Authentication to TMC SM will work fine but you wont be able to see all the features even if the user is mapped to admin rule.

In the pinniped logs you will see the below error message 

"level":"info","timestamp":"2025-03-18T02:04:47.121304Z","caller":"/root/go/pinniped/internal/federationdomain/resolvedprovider/resolvedoidc/resolved_oidc_provider.go:575$resolvedoidc.getGroupsFromUpstreamIDToken","message":"no groups claim in upstream ID token","warning":true,"identityProviderResourceName":"pinniped-upstream","configuredGroupsClaim":"group_names"}
{"level":"info","timestamp":"2025-03-18T02:04:47.122012Z","caller":"/root/go/pinniped/internal/federationdomain/resolvedprovider/resolvedoidc/resolved_oidc_provider.go:575$resolvedoidc.getGroupsFromUpstreamIDToken","message":"no groups claim in upstream ID token","warning":true,"identityProviderResourceName":"pinniped-upstream","configuredGroupsClaim":"group_names"}
{"level":"info","timestamp":"2025-03-18T02:04:47.122054Z","caller":"/root/go/pinniped/internal/federationdomain/resolvedprovider/resolvedoidc/resolved_oidc_provider.go:575$resolvedoidc.getGroupsFromUpstreamIDToken","message":"no groups claim in upstream ID token","warning":true,"identityProviderResourceName":"pinniped-upstream","configuredGroupsClaim":"group_names"}
{"level":"info","timestamp":"2025-03-18T02:04:47.147900Z","caller":"/root/go/pinniped/internal/federationdomain/resolvedprovider/resolvedoidc/resolved_oidc_provider.go:575$resolvedoidc.getGroupsFromUpstreamIDToken","message":"no groups claim in upstream ID token","warning":true,"identityProviderResourceName":"pinniped-upstream","configuredGroupsClaim":"group_names"}

and the above error "no groups claim in upstream ID token" indicates the group mapping is not done.

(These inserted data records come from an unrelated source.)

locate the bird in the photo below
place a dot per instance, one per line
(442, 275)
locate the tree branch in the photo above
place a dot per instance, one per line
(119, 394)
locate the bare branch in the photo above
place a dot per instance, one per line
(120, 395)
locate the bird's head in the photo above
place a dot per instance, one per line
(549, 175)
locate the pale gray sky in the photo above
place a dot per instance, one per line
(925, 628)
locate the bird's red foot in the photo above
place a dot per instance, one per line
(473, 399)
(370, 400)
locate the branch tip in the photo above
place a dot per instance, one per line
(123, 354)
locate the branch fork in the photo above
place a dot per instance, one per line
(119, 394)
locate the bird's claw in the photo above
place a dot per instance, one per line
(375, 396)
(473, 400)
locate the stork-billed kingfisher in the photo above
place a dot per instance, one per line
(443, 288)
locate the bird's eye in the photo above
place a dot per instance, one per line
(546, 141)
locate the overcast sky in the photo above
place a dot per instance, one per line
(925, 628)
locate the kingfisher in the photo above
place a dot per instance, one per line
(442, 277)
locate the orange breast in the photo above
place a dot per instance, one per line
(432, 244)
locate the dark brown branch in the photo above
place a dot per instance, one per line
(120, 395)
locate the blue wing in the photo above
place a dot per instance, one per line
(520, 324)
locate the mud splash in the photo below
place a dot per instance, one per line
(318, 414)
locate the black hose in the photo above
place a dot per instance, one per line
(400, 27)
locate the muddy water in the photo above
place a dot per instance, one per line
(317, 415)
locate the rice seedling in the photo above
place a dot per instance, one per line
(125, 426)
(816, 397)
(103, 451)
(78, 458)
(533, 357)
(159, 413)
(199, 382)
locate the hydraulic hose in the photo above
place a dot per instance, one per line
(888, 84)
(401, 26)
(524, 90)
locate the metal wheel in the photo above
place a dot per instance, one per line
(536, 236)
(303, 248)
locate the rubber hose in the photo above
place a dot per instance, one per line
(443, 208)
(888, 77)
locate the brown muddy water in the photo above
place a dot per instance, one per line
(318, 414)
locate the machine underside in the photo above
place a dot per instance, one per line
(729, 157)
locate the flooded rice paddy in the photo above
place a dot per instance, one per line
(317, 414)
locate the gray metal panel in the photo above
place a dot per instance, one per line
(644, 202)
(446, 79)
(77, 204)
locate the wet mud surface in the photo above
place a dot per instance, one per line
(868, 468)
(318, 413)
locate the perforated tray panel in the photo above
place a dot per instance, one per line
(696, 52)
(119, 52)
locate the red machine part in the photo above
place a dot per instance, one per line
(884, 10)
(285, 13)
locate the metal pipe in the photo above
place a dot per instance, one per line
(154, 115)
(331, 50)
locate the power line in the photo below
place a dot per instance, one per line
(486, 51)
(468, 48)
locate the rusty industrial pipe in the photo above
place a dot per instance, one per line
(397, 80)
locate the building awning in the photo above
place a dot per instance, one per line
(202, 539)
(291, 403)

Collect the output of the below command

kubectl -n tmc-local get secret  --no-headers -o custom-columns=":metadata.name" | grep pinniped-storage-access-token | xargs -i kubectl -n tmc-local get secret {} -ojsonpath='{.data.pinniped-storage-data}' | base64 -d | jq .

from which you can check if claims.groups is set correctly or not

The output will have the below details 

 "ext": {

            "additionalClaims": {

              "email": [email protected]

            },

            "azp": "client.oauth.pinniped.dev-auth-manager-pinniped-oidc-client",

            "groups": [],  <<<<<<<<<<<<<

            "username": [email protected]

          }

Integrating TMC SM with VIDM is not yet supported as of today due to the group mapping not available in VIDM.

You can check the client scope as per the below screenshot which won't have group mapping.

This is considered as a Feature request and will be implemented in the future however there is no ETA for the same, please watchout for the Release notes as it will be updated once done.